What is fascinating about this novel is the way that Mantel lays open the workings of a court and how power is gained and how decisions are made. What is particularly intriguing is the gap between the public face of the monarch and then the incredibly intricate and delicate reality of what occurs behind the scenes. Note, for example, the following quote, that reveals the true drivers in producing change in this world of the Tudors:
The fate of peoples is made like this, two men in small rooms. Forget the coronations, the conclaves of cardinals, the pomp and processions. This is how the world changes: a counter pushed across a table, a pen stroke that alters the force of a phrase, a woman's sigh as she passes and leaves on the air a trail of orange flower or rose water; her hand pulling close the bed curtain, the discreet sigh of flesh against flesh.

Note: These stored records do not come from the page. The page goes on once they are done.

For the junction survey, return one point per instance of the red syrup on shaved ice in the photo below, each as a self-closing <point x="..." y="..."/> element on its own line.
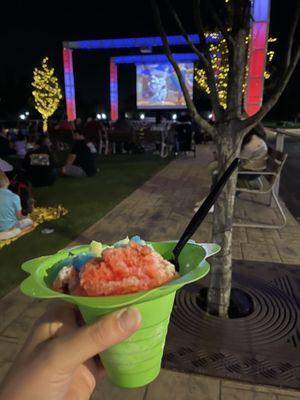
<point x="128" y="266"/>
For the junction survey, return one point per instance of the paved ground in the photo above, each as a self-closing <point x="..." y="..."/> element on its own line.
<point x="290" y="187"/>
<point x="159" y="210"/>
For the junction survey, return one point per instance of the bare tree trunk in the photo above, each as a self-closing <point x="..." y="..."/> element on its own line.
<point x="220" y="284"/>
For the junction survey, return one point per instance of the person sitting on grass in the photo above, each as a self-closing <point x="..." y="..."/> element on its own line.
<point x="39" y="164"/>
<point x="12" y="222"/>
<point x="80" y="162"/>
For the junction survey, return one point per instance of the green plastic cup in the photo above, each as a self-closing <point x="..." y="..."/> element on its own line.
<point x="136" y="361"/>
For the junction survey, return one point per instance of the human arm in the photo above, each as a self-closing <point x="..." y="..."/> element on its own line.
<point x="59" y="360"/>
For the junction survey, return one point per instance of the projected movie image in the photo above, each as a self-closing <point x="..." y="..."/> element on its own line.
<point x="158" y="85"/>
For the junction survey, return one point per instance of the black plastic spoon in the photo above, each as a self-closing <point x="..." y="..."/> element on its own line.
<point x="203" y="211"/>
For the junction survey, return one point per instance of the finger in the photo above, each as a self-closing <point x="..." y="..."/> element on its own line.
<point x="71" y="350"/>
<point x="59" y="319"/>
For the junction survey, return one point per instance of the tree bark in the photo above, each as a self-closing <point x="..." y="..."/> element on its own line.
<point x="228" y="145"/>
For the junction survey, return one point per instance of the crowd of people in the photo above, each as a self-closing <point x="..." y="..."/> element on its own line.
<point x="28" y="159"/>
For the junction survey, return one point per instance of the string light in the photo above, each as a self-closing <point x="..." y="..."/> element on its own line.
<point x="47" y="93"/>
<point x="220" y="65"/>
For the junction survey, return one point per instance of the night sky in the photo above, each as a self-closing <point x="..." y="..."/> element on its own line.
<point x="33" y="29"/>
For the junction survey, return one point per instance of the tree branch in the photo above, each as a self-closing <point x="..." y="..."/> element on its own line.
<point x="212" y="84"/>
<point x="184" y="33"/>
<point x="192" y="109"/>
<point x="291" y="36"/>
<point x="276" y="95"/>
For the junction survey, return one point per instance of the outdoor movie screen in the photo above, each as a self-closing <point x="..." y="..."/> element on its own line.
<point x="158" y="85"/>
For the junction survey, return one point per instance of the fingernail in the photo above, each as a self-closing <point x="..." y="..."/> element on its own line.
<point x="129" y="319"/>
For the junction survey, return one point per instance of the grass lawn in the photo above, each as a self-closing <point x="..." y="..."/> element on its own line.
<point x="87" y="201"/>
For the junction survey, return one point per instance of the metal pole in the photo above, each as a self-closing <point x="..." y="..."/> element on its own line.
<point x="279" y="147"/>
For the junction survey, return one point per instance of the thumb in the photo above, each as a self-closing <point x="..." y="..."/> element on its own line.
<point x="72" y="350"/>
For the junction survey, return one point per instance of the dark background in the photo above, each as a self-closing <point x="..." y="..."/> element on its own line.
<point x="31" y="30"/>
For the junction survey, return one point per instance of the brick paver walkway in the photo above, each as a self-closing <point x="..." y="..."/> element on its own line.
<point x="158" y="210"/>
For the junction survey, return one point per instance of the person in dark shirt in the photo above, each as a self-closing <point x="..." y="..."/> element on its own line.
<point x="122" y="124"/>
<point x="80" y="162"/>
<point x="5" y="149"/>
<point x="39" y="165"/>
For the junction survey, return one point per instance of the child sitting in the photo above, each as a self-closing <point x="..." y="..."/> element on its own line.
<point x="12" y="222"/>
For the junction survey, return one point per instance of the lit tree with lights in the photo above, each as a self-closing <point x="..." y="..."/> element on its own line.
<point x="231" y="124"/>
<point x="220" y="64"/>
<point x="47" y="92"/>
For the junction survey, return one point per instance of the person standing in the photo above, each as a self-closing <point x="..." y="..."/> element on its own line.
<point x="80" y="162"/>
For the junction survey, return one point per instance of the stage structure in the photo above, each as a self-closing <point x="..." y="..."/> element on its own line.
<point x="256" y="59"/>
<point x="146" y="43"/>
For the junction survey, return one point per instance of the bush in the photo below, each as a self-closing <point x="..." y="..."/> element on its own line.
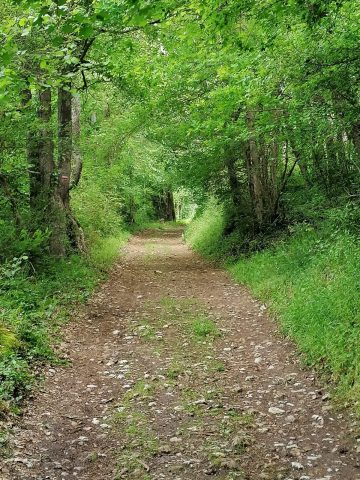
<point x="205" y="234"/>
<point x="311" y="281"/>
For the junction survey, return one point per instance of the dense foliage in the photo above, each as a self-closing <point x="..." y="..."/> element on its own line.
<point x="117" y="112"/>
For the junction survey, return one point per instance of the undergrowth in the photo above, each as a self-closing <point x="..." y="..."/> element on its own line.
<point x="310" y="278"/>
<point x="36" y="297"/>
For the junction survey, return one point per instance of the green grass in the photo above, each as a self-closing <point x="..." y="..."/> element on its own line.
<point x="310" y="280"/>
<point x="312" y="283"/>
<point x="205" y="233"/>
<point x="35" y="300"/>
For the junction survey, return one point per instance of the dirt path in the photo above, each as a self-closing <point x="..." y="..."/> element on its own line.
<point x="177" y="373"/>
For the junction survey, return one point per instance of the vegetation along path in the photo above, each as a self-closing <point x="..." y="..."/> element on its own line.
<point x="177" y="373"/>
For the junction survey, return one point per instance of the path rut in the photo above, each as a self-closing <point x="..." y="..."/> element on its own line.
<point x="178" y="373"/>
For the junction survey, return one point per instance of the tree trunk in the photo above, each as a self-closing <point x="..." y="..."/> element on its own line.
<point x="254" y="172"/>
<point x="41" y="164"/>
<point x="76" y="131"/>
<point x="66" y="230"/>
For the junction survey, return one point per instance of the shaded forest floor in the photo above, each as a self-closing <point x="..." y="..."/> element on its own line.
<point x="177" y="373"/>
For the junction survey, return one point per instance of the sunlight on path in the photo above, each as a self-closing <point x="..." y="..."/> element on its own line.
<point x="178" y="374"/>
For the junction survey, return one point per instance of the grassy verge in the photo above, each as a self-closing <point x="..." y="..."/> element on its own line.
<point x="311" y="282"/>
<point x="34" y="302"/>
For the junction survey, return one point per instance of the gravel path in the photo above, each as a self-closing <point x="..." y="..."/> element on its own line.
<point x="177" y="373"/>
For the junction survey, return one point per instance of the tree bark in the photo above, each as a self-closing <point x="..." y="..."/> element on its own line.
<point x="77" y="159"/>
<point x="66" y="230"/>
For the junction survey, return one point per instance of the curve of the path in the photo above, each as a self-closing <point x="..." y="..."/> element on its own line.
<point x="177" y="373"/>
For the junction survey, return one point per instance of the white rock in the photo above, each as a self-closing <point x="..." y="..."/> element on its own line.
<point x="276" y="411"/>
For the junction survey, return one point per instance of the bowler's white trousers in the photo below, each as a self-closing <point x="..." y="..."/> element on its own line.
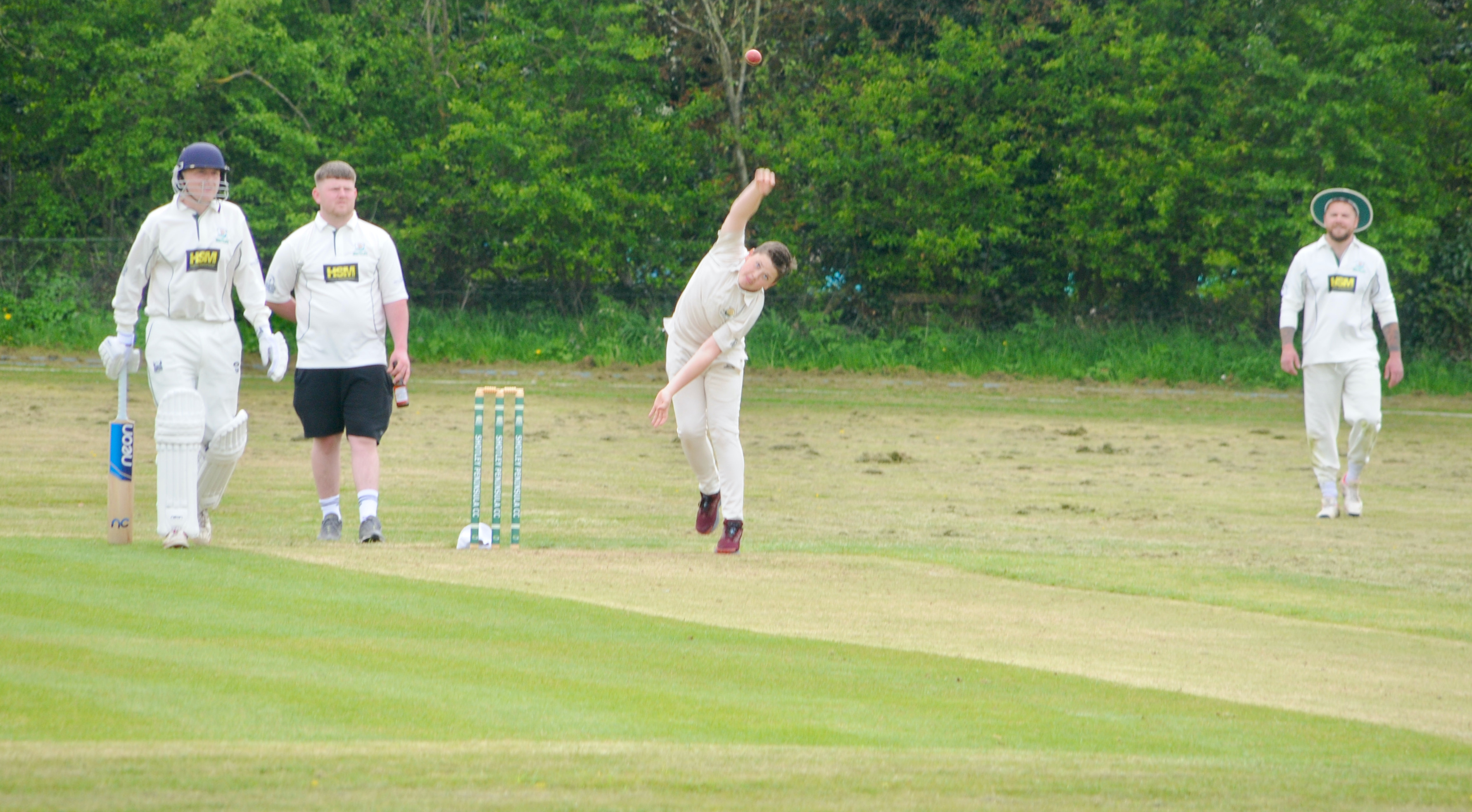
<point x="1355" y="384"/>
<point x="198" y="355"/>
<point x="707" y="417"/>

Henry VIII, therefore, is ostensibly a monarch that seeks to fulfill his role as God's appointed King to England. However, it is clear in the novel that Thomas Cromwell's job is to satisfy his master's lustful cravings, as he desires Anne Boleyn, and therefore must dispose of his first wife, Katherine of Aragon. Whilst the public may well have been aware of Henry's moves to dispose of his first wife because of her inability to produce a male heir, they may not be aware of his lust for Anne, and clearly they would be unaware of the way that he continues to use Anne's sister, Mary, for sexual gratification until he has his objective. This novel reveals the many different ways in which the King seeks to gain his objective, and Thomas Cromwell is of course a major agent in this as he conducts a very carefully managed campaign both domestically and abroad in order for Henry to gain his divorce and to be able to marry Anne Boleyn.